On his part, Comsip projects coordinator (South) Emmanuel Muwamba said in a written response that Comsip’s Livelihood Support Programme provides an economic inclusion package to selected SCTP and Climate Smart Public Works Programme beneficiary households in selected districts.

He says: “The livelihood package seeks to complement the consumption support provided through the SCTP through a ‘cash plus’ model aimed at instilling the culture of savings and investment through a mind-set change approach, which helps beneficiary households to grow savings that eventually cushion them in times of shocks.”

Currently, the cash transfers are offered to 10 percent of the ultra-poor and labour constrained households in the country.
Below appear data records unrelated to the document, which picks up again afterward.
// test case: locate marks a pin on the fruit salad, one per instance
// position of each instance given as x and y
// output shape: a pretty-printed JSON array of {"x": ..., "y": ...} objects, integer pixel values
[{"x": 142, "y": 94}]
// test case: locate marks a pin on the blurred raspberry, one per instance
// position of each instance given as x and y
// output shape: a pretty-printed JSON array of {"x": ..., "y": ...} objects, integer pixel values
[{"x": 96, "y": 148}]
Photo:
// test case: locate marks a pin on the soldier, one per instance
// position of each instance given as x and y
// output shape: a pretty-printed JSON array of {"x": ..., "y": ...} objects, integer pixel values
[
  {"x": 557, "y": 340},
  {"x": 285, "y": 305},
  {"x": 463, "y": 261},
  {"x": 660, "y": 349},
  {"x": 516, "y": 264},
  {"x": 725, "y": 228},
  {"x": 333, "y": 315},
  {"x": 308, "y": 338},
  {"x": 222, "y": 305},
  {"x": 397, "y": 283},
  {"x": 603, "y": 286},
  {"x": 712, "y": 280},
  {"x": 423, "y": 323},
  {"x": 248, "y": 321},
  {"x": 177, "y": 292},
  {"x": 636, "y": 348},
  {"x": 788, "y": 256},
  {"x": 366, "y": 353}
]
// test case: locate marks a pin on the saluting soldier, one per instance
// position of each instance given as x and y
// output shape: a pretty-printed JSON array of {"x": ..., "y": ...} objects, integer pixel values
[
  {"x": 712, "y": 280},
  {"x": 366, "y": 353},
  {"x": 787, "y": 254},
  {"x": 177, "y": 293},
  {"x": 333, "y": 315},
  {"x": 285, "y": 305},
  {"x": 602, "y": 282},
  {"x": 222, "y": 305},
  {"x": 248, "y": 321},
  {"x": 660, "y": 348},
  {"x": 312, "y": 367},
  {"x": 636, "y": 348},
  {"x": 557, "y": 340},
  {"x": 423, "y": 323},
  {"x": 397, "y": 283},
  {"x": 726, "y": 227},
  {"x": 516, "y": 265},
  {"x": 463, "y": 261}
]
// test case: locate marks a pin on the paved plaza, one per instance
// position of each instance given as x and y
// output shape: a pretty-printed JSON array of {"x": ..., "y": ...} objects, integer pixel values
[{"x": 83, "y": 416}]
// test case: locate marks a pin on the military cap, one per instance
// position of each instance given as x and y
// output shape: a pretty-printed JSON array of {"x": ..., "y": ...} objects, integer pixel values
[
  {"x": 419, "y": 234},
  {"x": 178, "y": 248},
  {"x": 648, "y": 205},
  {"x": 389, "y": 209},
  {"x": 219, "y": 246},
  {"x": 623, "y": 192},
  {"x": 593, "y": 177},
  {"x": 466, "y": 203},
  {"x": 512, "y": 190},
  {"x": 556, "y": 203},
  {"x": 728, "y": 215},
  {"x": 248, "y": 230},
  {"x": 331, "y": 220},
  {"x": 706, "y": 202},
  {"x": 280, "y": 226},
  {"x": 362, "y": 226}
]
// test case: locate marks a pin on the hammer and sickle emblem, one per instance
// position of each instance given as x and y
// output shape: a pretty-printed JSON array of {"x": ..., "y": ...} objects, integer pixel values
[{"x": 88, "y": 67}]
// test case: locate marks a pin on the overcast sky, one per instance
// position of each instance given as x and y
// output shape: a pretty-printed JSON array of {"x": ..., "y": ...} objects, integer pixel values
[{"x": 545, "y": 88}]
Ministry of Gender, Community Development and Social Welfare deputy director of social welfare responsible for Mtukula Pakhomo Laurent Kansinjiro says that there are chances of scaling up the number of SCTP beneficiaries.

“We aspire to increase coverage and reach of cash transfers to cover more deserving poor and vulnerable.

“Our aim is at least move from current 10 percent to 15 percent,” he says.

There are also plans to migrate from manual to electronic payments of transfers to beneficiaries, as currently only two out of 28 districts pay using mobile banking.

“We are working on making sure that by end of 2022, all 28 districts will be paying beneficiaries through e-payment modalities,” says Kansinjiro.